The test of variables of attention (TOVA®) is a lengthy computerized test that records one’s responses to visual or auditory stimuli and calculates results in comparison to matched non-ADHD and ADHD samples. In conjunction with the clinical interview and testing scales, it provides a comprehensive understanding of significant functioning impairment. TOVA can be used in all age groups (48). A similar test software is the integrated visual and auditory attention (IVA) with reported sensitivity of 92% of identifying children ages 7 to 12 years having ADHD (49). The Qbtest is a novel, commercially available computerized assessment combining CPT and high-resolution motion-tracking system. It provides an objective measurement of the core symptoms, but must be used in conjunction with the rest of the clinical evaluation (50).
Hall et al. conducted a systematic review on the clinical utility of commercially available CPTs and found that TOVA had the most evidence-based use clinically over IVA and Qbtest. They have noted that having objective activity measures and CPTs may be of value. More needs to be studied in CPTs role in pharmacologic treatment (51).

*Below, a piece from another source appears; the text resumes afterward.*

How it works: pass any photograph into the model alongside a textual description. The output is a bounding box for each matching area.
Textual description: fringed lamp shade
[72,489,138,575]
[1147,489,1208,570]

Electroencephalography (EEG)
Since ADHD is a known neurodevelopmental disorder, analyzing the brain’s electrical activity was thought to be promising. Almost 80 years ago, children found to be hyperactive, impulsive, and highly variable were found to have particular EEG findings in the fronto-central sensors (52). In a systematic review on the utility of quantitative EEG, studies have described higher theta/beta ratio in ADHD patients compared to healthy controls (53). However, this is not routinely recommended in ADHD diagnosis, although the US Food and Drug Administration did approve a medical device, called Neba®, that uses EEG testing in “diagnosing children and adolescents ages 6 to 17 years (54). One review looked at the role of EEG as a diagnostic tool for ADHD which was determined to be questionable, yet recognizing the potential utility with continued technological advancements (55).
Neuroimaging
Magnetic resonance imaging (MRI) has been used in determinations of brain finding in ADHD. Initially reductions in the basal ganglia volume and changes in shape have been described, while later studies have also noted changes in the cerebellum and frontal lobe regions (2). One recent study found widespread differences in terms of lower surface area and thickening in the frontal cortical areas of children with ADHD, but not of affected adolescents and adults (56). On functional MRI, one review study noted that affected children and adolescents show hypoactivation in frontal regions, with certain areas hyperactivated thought be a compensatory mechanism as a result of the abnormal fronto-striatal systems. There is also evidence showing parietal and temporal regional dysfunction in ADHD (57). Majority of these findings have been described from male population, with very limited longitudinal studies looking into the neurobiology of females. However, there are inconsistencies with neuroimaging and results should be interpreted in the context of the affected individual (57).
Summary
ADHD continues to be a highly prevalent neurodevelopmental disorder with multiple identified risk factors. The significant impairment in different aspects of the affected individual’s life is pronounced and well established. There is no single test that is definitive and evaluation entails a multi-step process that can be time consuming. The clinical interview is the most important step of the evaluation, yet can be challenging with unreliable and unavailable informants. Different evaluative methods, such as CPTs and neuroimaging, may be valuable in validating the diagnosis of ADHD. With the revised diagnostic criteria, there is potential increase in identifying adolescents and adults with hopes in receiving prompt treatment to allow better quality of life.
Acknowledgments
Funding: None.
Footnote
Conflicts of Interest: The authors have no conflicts of interest to declare.